Wednesday, October 8, 2008

Let them go. We'll make more.

The hardest part of this endeavor is the sharp roller coaster of emotions. Shooting up to the crest, followed by a swift drop down twists the insides with something not quite motion sickness multiple times a day.

I started out the day by discovering Armani's video of the Barrage rehearsal. That was a delightful lift up.

I was preparing the video camera for his mom to use to record Armani's cello performance at his school's PTO meeting tonight. Scrollworks made this performance possible! (Crest approaching.)

Later today we learned that many of our orchestra members are being recruited by the Alabama Youth Symphony with promises of a more complete orchestra, more challenging music and, I'm sure, other enticements. Sadly, we are losing some to this siren song. MYO is all about the students, so we don't mind the switch if AYS will better serve their needs. In fact, we encourage it. What bothers me is that I sincerely thought these young people and their families believed in our mission and were willing to work with us toward achieving the organization's goal of bringing our community together through music. (Swoop into the trough.)
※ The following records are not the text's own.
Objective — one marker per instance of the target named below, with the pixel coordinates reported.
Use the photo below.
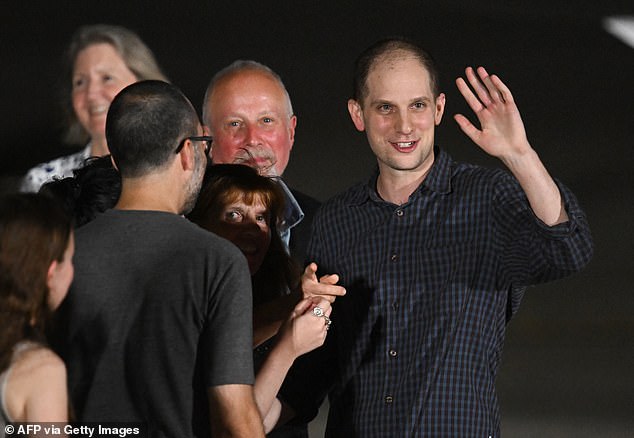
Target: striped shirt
(431, 285)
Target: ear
(113, 163)
(50, 274)
(440, 108)
(356, 113)
(292, 124)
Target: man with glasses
(159, 316)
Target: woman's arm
(301, 333)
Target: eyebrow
(389, 102)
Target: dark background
(568, 367)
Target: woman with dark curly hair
(36, 269)
(244, 207)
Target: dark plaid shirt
(431, 285)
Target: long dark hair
(226, 182)
(34, 232)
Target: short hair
(94, 188)
(394, 48)
(145, 123)
(226, 183)
(238, 67)
(34, 232)
(134, 52)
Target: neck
(98, 147)
(397, 186)
(150, 193)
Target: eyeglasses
(204, 138)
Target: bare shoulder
(38, 360)
(38, 377)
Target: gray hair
(136, 55)
(238, 67)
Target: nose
(403, 123)
(252, 137)
(250, 228)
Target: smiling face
(99, 74)
(246, 225)
(249, 117)
(399, 114)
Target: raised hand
(304, 331)
(502, 132)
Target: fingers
(467, 127)
(326, 287)
(311, 271)
(489, 89)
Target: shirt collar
(438, 180)
(293, 213)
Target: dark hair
(34, 232)
(93, 189)
(145, 123)
(137, 56)
(391, 49)
(223, 184)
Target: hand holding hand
(303, 331)
(502, 132)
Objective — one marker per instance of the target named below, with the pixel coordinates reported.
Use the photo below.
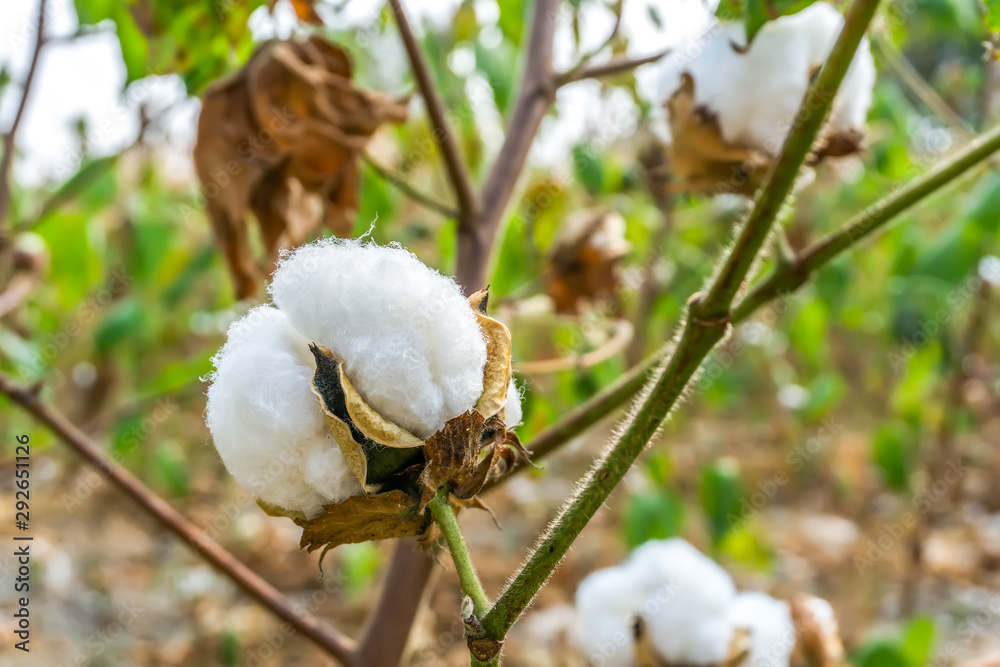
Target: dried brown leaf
(282, 134)
(393, 514)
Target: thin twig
(706, 325)
(388, 626)
(400, 184)
(468, 201)
(327, 638)
(611, 68)
(9, 139)
(534, 98)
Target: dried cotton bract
(372, 384)
(670, 605)
(729, 106)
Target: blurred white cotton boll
(606, 605)
(410, 343)
(772, 632)
(264, 418)
(688, 600)
(756, 93)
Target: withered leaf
(585, 261)
(453, 455)
(496, 373)
(701, 157)
(387, 515)
(348, 412)
(282, 137)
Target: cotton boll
(687, 601)
(606, 605)
(512, 410)
(264, 417)
(754, 93)
(772, 633)
(410, 343)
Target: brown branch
(536, 95)
(327, 638)
(388, 627)
(8, 141)
(607, 69)
(468, 201)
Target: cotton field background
(633, 333)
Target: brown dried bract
(282, 138)
(585, 262)
(701, 157)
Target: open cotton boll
(689, 598)
(410, 343)
(607, 602)
(772, 632)
(265, 421)
(755, 93)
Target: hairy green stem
(707, 323)
(781, 179)
(790, 277)
(444, 515)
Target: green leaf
(720, 493)
(654, 515)
(891, 453)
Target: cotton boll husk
(410, 343)
(688, 599)
(606, 604)
(772, 633)
(264, 417)
(512, 409)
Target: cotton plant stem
(468, 200)
(791, 276)
(706, 325)
(9, 140)
(784, 280)
(408, 190)
(445, 517)
(324, 636)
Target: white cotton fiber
(756, 93)
(512, 409)
(265, 421)
(772, 633)
(411, 344)
(607, 603)
(689, 596)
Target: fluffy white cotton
(755, 94)
(512, 409)
(689, 624)
(410, 343)
(607, 602)
(772, 633)
(265, 421)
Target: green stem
(707, 324)
(783, 280)
(792, 276)
(444, 515)
(782, 177)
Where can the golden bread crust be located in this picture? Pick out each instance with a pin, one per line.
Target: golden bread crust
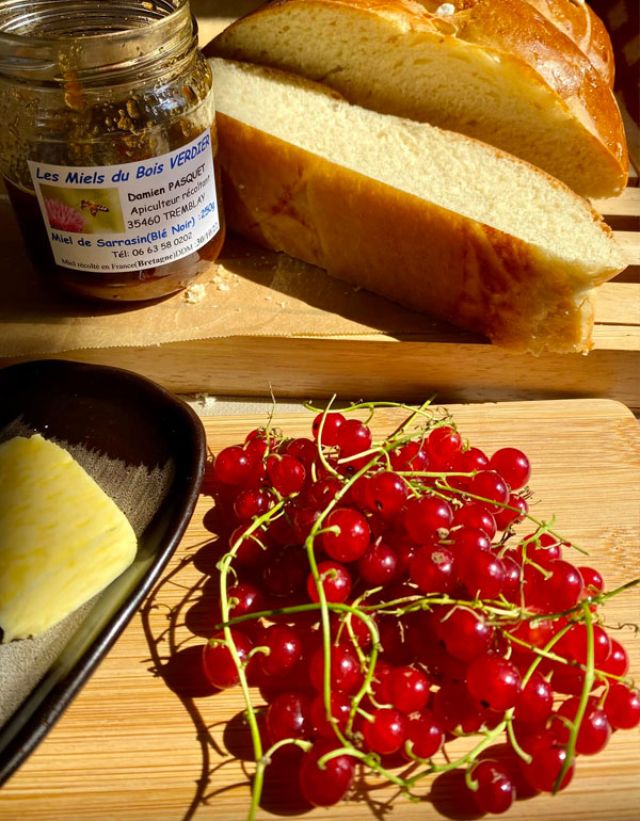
(445, 264)
(538, 45)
The roller coaster started back up when I began editing today's photos from the wind classes at Hill Elementary. What a joy to watch these children grow, mature, and learn to play an instrument. Their smiles and the twinkle in their eyes is what really matters. LaTavia got to take a flute-o-phone home. Lawrence dropped his saxophone 3 times. I don't think he'll get to take an instrument home for a LONG time, but maybe he'll surprise me. Others have!
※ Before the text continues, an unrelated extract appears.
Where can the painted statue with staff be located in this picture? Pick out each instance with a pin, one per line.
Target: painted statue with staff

And we'll keep giving Tequila chances, too. She is so totally NOT into learning the clarinet, but persists due to peer pressure. Imagine that: peer pressure to learn an instrument. I'll put up with a few clarinets twirled like a baton if I can generate a bit more of that!
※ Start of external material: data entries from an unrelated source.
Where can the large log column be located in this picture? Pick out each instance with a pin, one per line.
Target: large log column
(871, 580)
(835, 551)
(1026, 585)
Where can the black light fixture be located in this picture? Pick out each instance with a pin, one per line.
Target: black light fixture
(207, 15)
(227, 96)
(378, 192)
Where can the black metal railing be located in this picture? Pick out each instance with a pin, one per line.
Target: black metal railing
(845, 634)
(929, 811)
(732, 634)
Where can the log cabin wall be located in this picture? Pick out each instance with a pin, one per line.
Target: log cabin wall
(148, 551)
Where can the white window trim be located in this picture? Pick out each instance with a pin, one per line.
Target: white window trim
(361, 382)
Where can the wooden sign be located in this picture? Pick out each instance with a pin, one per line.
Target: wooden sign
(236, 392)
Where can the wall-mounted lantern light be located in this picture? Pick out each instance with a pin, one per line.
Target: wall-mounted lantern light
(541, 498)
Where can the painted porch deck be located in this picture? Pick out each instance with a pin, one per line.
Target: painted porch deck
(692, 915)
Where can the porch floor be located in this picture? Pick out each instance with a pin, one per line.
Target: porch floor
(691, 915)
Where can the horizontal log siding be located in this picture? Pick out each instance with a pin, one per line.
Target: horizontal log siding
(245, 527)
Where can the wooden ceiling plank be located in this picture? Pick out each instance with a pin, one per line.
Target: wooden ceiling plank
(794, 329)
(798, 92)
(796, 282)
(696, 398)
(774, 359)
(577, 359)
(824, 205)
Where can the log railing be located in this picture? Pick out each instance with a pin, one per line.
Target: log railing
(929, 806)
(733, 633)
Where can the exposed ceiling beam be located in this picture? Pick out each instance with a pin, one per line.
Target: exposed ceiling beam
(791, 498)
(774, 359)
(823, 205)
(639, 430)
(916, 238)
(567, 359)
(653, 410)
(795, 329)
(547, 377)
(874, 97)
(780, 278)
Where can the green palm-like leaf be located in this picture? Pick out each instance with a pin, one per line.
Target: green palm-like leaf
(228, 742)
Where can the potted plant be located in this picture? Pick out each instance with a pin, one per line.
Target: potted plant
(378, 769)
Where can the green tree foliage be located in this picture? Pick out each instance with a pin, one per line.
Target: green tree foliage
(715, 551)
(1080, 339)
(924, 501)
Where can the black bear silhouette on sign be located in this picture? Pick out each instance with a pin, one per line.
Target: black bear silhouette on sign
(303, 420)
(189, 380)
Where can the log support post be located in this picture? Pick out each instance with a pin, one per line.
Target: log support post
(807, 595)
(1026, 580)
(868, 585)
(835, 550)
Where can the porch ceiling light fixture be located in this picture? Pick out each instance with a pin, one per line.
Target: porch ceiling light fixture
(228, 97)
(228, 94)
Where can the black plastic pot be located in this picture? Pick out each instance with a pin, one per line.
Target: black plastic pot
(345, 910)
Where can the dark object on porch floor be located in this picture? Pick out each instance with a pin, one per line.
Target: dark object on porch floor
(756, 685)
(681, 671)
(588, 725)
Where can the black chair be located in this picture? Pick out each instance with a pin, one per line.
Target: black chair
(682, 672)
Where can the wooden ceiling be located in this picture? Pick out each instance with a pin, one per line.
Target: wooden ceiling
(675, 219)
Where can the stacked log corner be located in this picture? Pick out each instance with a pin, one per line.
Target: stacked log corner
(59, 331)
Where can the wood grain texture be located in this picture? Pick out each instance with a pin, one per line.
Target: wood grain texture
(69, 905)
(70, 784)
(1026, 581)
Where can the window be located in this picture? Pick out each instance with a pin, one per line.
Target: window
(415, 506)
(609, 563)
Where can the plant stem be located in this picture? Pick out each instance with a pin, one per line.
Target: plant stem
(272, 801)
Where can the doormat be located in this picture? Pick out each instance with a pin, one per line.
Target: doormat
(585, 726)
Janiya is beautiful, and knows full well how to use her pretty pout to get her way. I've doubted whether we could get past the pout to accomplish any learning. Today Janiya played half a scale on the trumpet--the most notes I've heard from any wind instrument so far. Dwight praised her and I gave her a thumbs up. She visibly held herself straighter and had that same secret smile that Donovan had a few weeks ago, not being used to attention for this reason.

Let them go to AYS. We'll make more. There are enough talented children in our city to populate a dozen youth orchestras. Scrollworks' destiny is to find them, teach them and reach them.